E a autora complementa que a indicação e orientação argumentativa dos enunciados

se dá por meio de mecanismos, os quais denomina marcas linguísticas da enunciação ou da

argumentação (Idem, ibidem); ou ainda, em determinadas situações, pelos modalizadores .

A denominação operadores argumentativos, segundo a linguista, foi cunhado pelo criador da

Semântica Argumentativa, Ducrot (1987) . Com esse termo o linguista francês faz referência

aos elementos de uma língua cuja função é mostrar a força argumentativa dos enunciados,

a direção (o sentido) para o qual apontam. Ou seja, os enunciados podem ser analisados

sob este aspecto, ou seja, a busca do sentido com que foram produzidos pela enunciação.

Há outros autores, cuja atenção está mais voltada ao texto, e também se interrogam

quanto ao sentido e significado dos enunciados. Em primeiro lugar, um enunciado é um

texto ou discurso como ocorrência oral ou escrita, com um sentido e uma função. Para

Costa Val (1999), uma série de fatores, os quais denomina pragmáticos, contribuem para a

construção de seu sentido. Ainda segundo essa autora, alguns elementos são peculiares a

cada ato comunicativo, tais como as intenções do enunciador, o jogo de imagens mentais

que enunciador e enunciatário fazem ambos de si entre eles. Além disso, para ela, o

contexto sócio-cultural em que se insere o discurso também se constitui num elemento

condicionante de seu sentido, na produção e na recepção, na medida em que delimita os

conhecimentos partilhados pelos interlocutores. Assim, segundo essa autora, um texto será

bem compreendido quando avaliado sob três aspectos: o pragmático, o semântico-

conceitual e o formal. O primeiro aspecto diz respeito ao funcionamento do texto enquanto

atuação informacional e comunicativa; o segundo diz respeito à coerência imanente ao

discurso; e o terceiro diz respeito à coesão do texto (COSTA VAL, 1999).

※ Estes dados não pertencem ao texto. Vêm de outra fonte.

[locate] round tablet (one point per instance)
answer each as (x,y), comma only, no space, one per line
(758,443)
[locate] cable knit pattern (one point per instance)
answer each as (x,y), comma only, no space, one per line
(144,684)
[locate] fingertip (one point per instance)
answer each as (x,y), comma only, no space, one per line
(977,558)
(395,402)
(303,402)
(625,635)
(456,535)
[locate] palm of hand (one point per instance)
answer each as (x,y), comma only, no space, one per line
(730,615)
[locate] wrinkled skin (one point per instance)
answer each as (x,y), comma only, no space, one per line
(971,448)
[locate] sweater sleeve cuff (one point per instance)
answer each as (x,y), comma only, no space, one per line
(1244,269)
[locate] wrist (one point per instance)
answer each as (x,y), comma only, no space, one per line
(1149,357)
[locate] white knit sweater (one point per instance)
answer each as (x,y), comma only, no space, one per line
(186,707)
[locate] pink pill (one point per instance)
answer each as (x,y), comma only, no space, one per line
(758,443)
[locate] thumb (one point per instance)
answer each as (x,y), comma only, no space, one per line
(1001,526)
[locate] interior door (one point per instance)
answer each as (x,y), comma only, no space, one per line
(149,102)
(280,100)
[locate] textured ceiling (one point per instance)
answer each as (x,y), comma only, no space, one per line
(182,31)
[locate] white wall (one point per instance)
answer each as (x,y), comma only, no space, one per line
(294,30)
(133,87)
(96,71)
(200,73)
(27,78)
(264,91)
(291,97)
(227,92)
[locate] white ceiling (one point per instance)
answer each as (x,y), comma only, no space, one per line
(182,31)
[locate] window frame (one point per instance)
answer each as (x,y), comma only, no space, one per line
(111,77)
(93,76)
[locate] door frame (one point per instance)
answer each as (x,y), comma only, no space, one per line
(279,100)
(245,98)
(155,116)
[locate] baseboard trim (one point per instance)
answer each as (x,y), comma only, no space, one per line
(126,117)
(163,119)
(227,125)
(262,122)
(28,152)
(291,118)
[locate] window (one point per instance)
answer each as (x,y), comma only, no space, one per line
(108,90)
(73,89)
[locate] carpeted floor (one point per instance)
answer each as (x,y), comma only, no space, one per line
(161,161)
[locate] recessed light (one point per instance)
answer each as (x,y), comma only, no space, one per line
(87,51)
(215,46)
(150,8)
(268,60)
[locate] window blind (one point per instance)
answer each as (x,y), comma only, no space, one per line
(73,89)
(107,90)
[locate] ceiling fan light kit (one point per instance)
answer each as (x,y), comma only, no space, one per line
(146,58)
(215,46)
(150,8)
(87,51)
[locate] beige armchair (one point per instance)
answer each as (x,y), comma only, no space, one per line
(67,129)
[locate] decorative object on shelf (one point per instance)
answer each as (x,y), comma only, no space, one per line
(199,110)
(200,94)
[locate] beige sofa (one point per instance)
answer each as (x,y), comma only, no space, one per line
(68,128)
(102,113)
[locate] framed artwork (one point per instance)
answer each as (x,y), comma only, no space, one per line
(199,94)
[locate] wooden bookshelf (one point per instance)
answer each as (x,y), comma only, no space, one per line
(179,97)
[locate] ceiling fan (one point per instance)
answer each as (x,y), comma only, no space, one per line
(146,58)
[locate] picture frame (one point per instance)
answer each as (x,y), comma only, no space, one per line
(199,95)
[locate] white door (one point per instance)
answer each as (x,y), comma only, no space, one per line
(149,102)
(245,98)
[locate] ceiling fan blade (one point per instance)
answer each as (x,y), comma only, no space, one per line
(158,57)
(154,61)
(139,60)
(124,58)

A coerência é a responsável pelo sentido do texto por não apenas envolver aspectos

lógicos e semânticos, mas também cognitivos, na medida em que depende da partilha de

conhecimentos e informações entre os interlocutores. Logo, para que um texto seja

compreendido e entendido por seu interlocutor, depende da participação deste, pois

necessariamente precisa ter conhecimentos necessários suficientes para compreendê-lo.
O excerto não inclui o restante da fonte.